Sarah Engels '18 | Stage Manager
Hello friends, family, students or anyone else who has happened upon this post!
My name is Sarah Engels and I have had the honor of stage managing for our production Flowers For Algernon. This show has been a very large responsibility of mine, but I would not change that for anything. I have had the pleasure of working with the fantastic directorial team of Ms. Maureen Milbach and Ms. Jennifer Boots. Throughout the process, I’ve enjoyed seeing the cast grow and create a phenomenal production. This show takes place November 9th, 10th, and 11th at 7:00 pm and a matinee on the 11th at 1:00 pm. I hope to see you there.
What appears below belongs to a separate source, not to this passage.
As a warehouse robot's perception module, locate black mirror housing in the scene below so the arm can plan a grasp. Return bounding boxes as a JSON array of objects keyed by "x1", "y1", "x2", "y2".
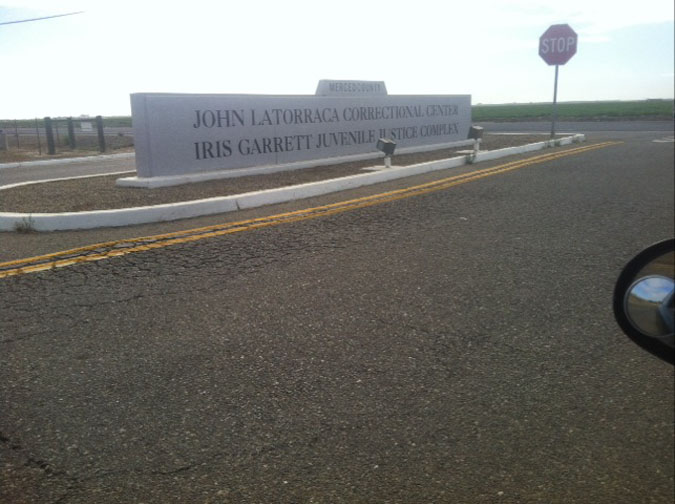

The cast and crew have worked hard to bring this play to life. It is based off of the short story and novel written by Daniel Keyes in the early 1960s. Although the story was written and takes place in this period, the themes still ring true today. The show primarily focuses on the treatment of people with intellectual disabilities. Although society has improved its treatment of these people, we still have a long way to go until we reach equality. Throughout the play, we see the negative impacts treatment has on Charlie. For this situation, treatment is a complicated word. It not only refers to medical treatment, but social treatment as well. It is medical treatment that provides the source of conflict in the show (as his intellectual enhancement and decay are the main point), but it is the social treatment that truly impacts Charlie the most. Prior to his medical treatment, most people treat Charlie with little respect and patronize him. He is seen as different and an outcast from “normal society.” Although not every person Charlie comes across treats him this way,his status as an outcast affects him most. As Charlie’s intelligence grows, he begins to realize the disparity in respect given to him as compared to others without disabilities. He also has a deep rooted fixation with loneliness, due to the harsh treatment from, and abandonment of his family.
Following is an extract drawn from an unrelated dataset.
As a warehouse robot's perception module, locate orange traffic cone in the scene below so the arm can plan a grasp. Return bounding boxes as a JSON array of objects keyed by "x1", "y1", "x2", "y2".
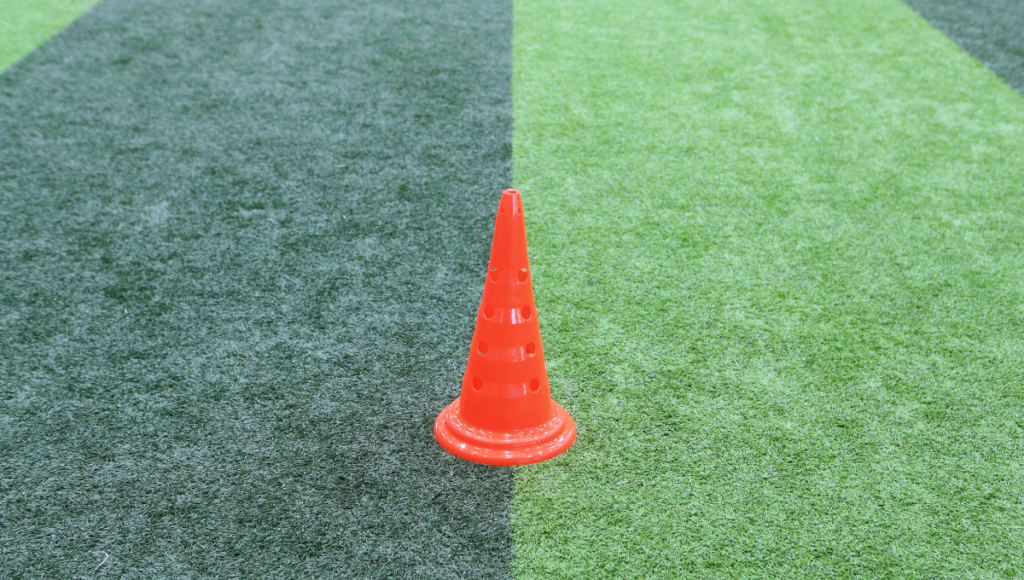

The show also investigates the conflict of emotion vs. intellect. This is essential as we see Charlie grow intellectually while retaining a younger emotional age. His conflict of love and learning is evident as he grows to love his teacher, but knows rationally that he needs to focus on his learning while he still has the chance. Love and loss is evident throughout the show, while the uncertainty of the future is looming in the background.
The cast rose to the challenge of taking on the responsibility of conveying sensitive content in this show while still being true to the playwright and the time period. They have done an incredible job delving into the meaning of the show, while still focusing on their roles. To show such an intense transformation of a man is very difficult, but they have successfully taken on the challenge. I am so incredibly thankful for their hard work and dedication to this show, and am so proud of what it is becoming.
I am so happy to have had the opportunity to stage manage this show. It has been incredible to see the inner workings of our theatre department and to be apart of creating this beautiful production. Even through the stress of crazy scene changes to finding obscure props such as a rabbit’s foot and rorschach cards, it has all been completely worth it. Thank you to everyone involved with this production, you are what makes it worth it. I cannot wait to see the final product.
For each production, the Stage Manager of the show will publish a column here.